19. A battery management system comprising:

a solid state relay configured to function as a switch during an operation of said battery management system.

20. The battery management system of claim 19 wherein said solid state relay is an optically isolated field-effect transistor.

21. The battery management system of claim 19 wherein said operation is a read and wherein said solid state relay completes a circuit comprising:

a side of a battery cell; and

an input of a voltage differentiator.

22. The battery management system of claim 19 wherein said operation is a buck and wherein said solid state relay completes a circuit comprising:

a first side of a battery cell;

a resistor; and

a second side of a battery cell.

23. The battery management system of claim 19 wherein said operation is a boost and wherein said solid state relay completes a circuit comprising:

a side of a battery cell; and

a voltage source.

24. The battery management system of claim 19 further comprising:

a logic circuit configured to control said battery management system.

25. The battery management system of claim 19 further comprising:

an EPROM configured to control said battery management system.

26. The battery management system of claim 19 further comprising:

a programmable logic array configured to control said battery management system.

27. The battery management system of claim 19 further comprising:

a control circuit configured to control said solid state relay wherein said control circuit is protected from a higher voltage circuit and wherein said solid state relay is a component of said higher voltage circuit.

28. A battery management system comprising:

a first rail; and

a second rail;

29. The battery management system of claim 28 further comprising:

a first switch connected to a high line of said first rail;

a second switch connected to a low line of said first rail;

a third switch connected to a high line of said second rail; and

a fourth switch connected to a low line of said second rail.

30. The battery management system of claim 28 further comprising:

a partitioning unit configured to partition a first battery cell into a first battery group wherein said partitioning unit is further configured to partition a second battery cell into a second battery group wherein said second battery cell is in series with said first battery cell and wherein a first side of said first battery cell is electrically connected to a first side of said second battery cell; and

a control unit configured to access said first side of said first battery cell and a second side of said first battery cell using said first rail.

31. The battery management system of claim 30 further comprising:

a second control configured to access said first side of said second battery cell and a second side of said second battery cell using said second rail.

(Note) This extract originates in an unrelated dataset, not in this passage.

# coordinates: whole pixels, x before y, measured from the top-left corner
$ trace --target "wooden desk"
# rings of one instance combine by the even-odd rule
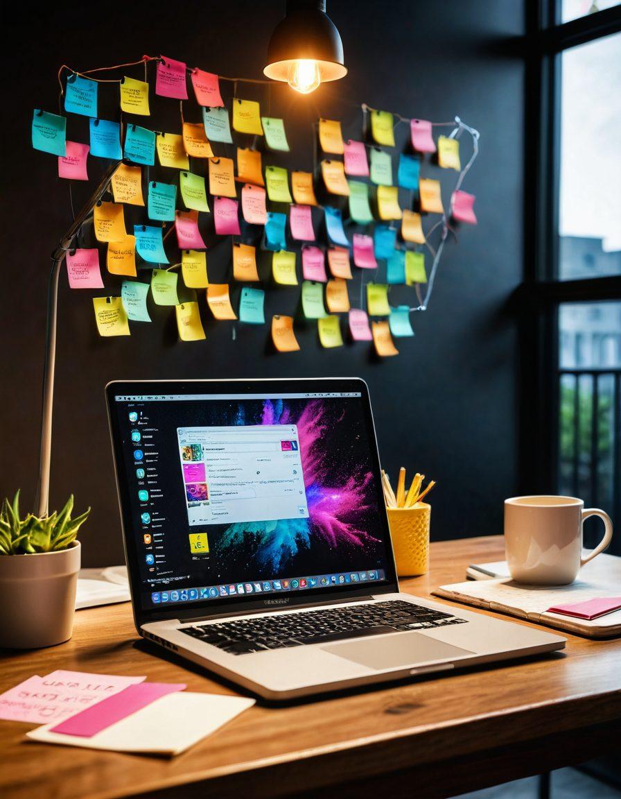
[[[403,590],[428,596],[469,562],[500,560],[501,539],[432,545],[430,574]],[[481,611],[482,612],[482,611]],[[522,622],[516,622],[522,623]],[[286,707],[257,705],[173,760],[27,741],[0,721],[2,799],[323,795],[449,797],[610,751],[621,731],[621,640],[568,636],[564,654]],[[146,674],[189,690],[234,688],[140,642],[129,603],[81,610],[73,638],[6,655],[0,690],[71,669]]]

32. A battery management system comprising:

a partitioning unit configured to partition a plurality of battery cells into a plurality of battery cell groups;

a control unit configured to control battery management functions of a first battery cell group using a battery management control module.

33. The battery management system of claim 32 wherein said battery management control module is controlled by a 16-bit control input.

34. The battery management system of claim 32 wherein said battery management control module is controlled by a 8-bit control input.

35. The battery management system of claim 32 wherein four battery management control modules are used to control battery management functions of four battery cell groups.

36. The battery management system of claim 32 wherein a first battery cell group has ten battery cells.